L’évènement professionnel indésirable étudié portait sur le fait d’avoir vécu une période de chômage de plus de 6 mois dans les 12 derniers mois.

Analyses statistiques

Les analyses ont été menées séparément selon le sexe.

Les taux de prévalence des pensées suicidaires au cours des 12 derniers mois ont été calculés selon l’âge, la catégorie socioprofessionnelle, le secteur d’activité, le statut d’emploi et les revenus. Des tests du Chi2 ont été réalisés avec un seuil de significativité de 5%, afin de tester l’existence de différences selon les modalités des variables étudiées.

Chez les répondants déclarant avoir eu des pensées suicidaires, les raisons attribuées à ces pensées étaient décrites. Celles-ci étaient également déclinées selon la catégorie socioprofessionnelle.
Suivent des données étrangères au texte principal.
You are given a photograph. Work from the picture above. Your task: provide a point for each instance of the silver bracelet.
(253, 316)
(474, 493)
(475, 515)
L’étude des associations entre l’exposition aux facteurs professionnels et la présence de pensées suicidaires au cours des 12 derniers mois a été réalisée à partir de régressions logistiques multivariées où les pensées suicidaires étaient la variable dépendante. Chaque facteur professionnel était introduit dans un modèle indépendant avec ajustement sur l’âge, la catégorie socioprofessionnelle, le secteur d’activité, le statut d’emploi et les revenus. Ces modèles ont permis de calculer des odds ratios (OR) et leurs intervalles de confiance à 95% (IC95%).
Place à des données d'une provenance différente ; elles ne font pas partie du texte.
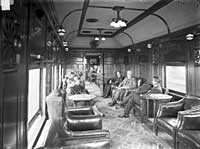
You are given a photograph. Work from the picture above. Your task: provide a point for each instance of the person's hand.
(110, 81)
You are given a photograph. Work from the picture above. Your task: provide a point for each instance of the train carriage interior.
(100, 74)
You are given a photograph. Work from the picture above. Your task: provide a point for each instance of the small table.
(86, 98)
(156, 98)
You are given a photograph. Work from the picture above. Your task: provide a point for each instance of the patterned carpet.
(126, 133)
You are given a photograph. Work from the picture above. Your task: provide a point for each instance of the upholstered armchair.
(73, 128)
(167, 115)
(188, 129)
(84, 118)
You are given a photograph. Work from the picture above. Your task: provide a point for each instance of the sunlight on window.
(33, 93)
(176, 78)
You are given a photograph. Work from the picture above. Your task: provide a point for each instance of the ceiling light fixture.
(61, 31)
(65, 43)
(118, 22)
(99, 37)
(190, 36)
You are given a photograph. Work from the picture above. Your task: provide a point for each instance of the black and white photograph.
(99, 74)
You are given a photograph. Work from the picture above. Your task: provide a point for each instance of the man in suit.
(135, 95)
(128, 83)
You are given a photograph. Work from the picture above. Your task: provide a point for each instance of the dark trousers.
(119, 95)
(107, 90)
(129, 101)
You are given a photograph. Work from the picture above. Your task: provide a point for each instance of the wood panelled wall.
(171, 52)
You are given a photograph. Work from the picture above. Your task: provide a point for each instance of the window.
(176, 78)
(55, 77)
(43, 88)
(33, 93)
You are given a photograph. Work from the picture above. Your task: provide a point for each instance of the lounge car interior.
(100, 74)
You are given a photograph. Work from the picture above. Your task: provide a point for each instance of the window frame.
(165, 78)
(40, 109)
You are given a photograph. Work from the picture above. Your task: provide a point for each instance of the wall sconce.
(49, 43)
(129, 50)
(190, 36)
(65, 43)
(61, 31)
(149, 45)
(155, 57)
(17, 43)
(66, 49)
(196, 57)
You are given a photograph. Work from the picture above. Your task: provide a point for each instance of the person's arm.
(155, 91)
(121, 84)
(144, 89)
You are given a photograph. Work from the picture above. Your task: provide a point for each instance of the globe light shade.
(149, 45)
(112, 23)
(66, 49)
(117, 25)
(61, 31)
(122, 23)
(190, 36)
(96, 38)
(65, 43)
(103, 38)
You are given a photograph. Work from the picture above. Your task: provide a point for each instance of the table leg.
(147, 108)
(154, 114)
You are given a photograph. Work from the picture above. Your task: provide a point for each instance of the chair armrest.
(189, 120)
(90, 133)
(170, 109)
(83, 122)
(96, 111)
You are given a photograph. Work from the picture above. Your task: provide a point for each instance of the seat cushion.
(191, 103)
(191, 136)
(167, 123)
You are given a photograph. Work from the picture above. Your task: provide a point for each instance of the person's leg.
(115, 97)
(107, 90)
(121, 96)
(130, 105)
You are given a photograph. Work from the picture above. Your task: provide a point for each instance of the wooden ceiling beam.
(143, 15)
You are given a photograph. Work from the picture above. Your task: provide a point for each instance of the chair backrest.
(191, 103)
(165, 90)
(140, 81)
(55, 106)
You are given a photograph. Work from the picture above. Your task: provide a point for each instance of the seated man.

Les analyses ont été réalisées à l’aide du logiciel SAS® Enterprise Guide 7.1.

Résultats

La population d’étude comprenait 14 536 personnes actives occupées, dont 51% d’hommes.

En 2017, 3,8% des actifs occupés déclaraient avoir eu des pensées suicidaires au cours des 12 derniers mois. Le taux de prévalence des pensées suicidaires était significativement plus élevé chez les femmes (4,5%) que chez les hommes (3,1%) (tableau 1). Concernant l’âge, il n’y avait pas de différence statistiquement significative quel que soit le sexe. Toutefois les taux de prévalence les plus élevés semblaient concerner les hommes et les femmes âgés de 45 à 54 ans (respectivement 4,0% et 5,1%).
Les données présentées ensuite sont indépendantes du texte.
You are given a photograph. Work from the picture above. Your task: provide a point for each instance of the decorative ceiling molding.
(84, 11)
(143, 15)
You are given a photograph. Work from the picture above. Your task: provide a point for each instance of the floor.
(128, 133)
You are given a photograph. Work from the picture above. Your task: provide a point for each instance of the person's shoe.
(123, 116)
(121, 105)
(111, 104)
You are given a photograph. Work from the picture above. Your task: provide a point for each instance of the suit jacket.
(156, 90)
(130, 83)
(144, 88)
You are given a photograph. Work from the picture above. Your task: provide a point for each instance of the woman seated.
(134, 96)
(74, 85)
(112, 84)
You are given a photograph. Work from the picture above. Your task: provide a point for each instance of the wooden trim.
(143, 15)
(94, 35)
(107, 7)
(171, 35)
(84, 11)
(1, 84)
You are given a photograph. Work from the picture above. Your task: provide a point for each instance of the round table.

Chez les hommes, les taux de prévalence étaient significativement différents selon le statut d’emploi. Les hommes à leur compte étant plus fréquemment sujets aux pensées suicidaires que les salariés (4,3% contre 2,8%). Concernant les revenus, le taux de prévalence des pensées suicidaires était significativement plus élevé chez les personnes ayant des revenus inférieurs à 1 500 euros par mois (7,7% chez les femmes et les 4,8% chez les hommes).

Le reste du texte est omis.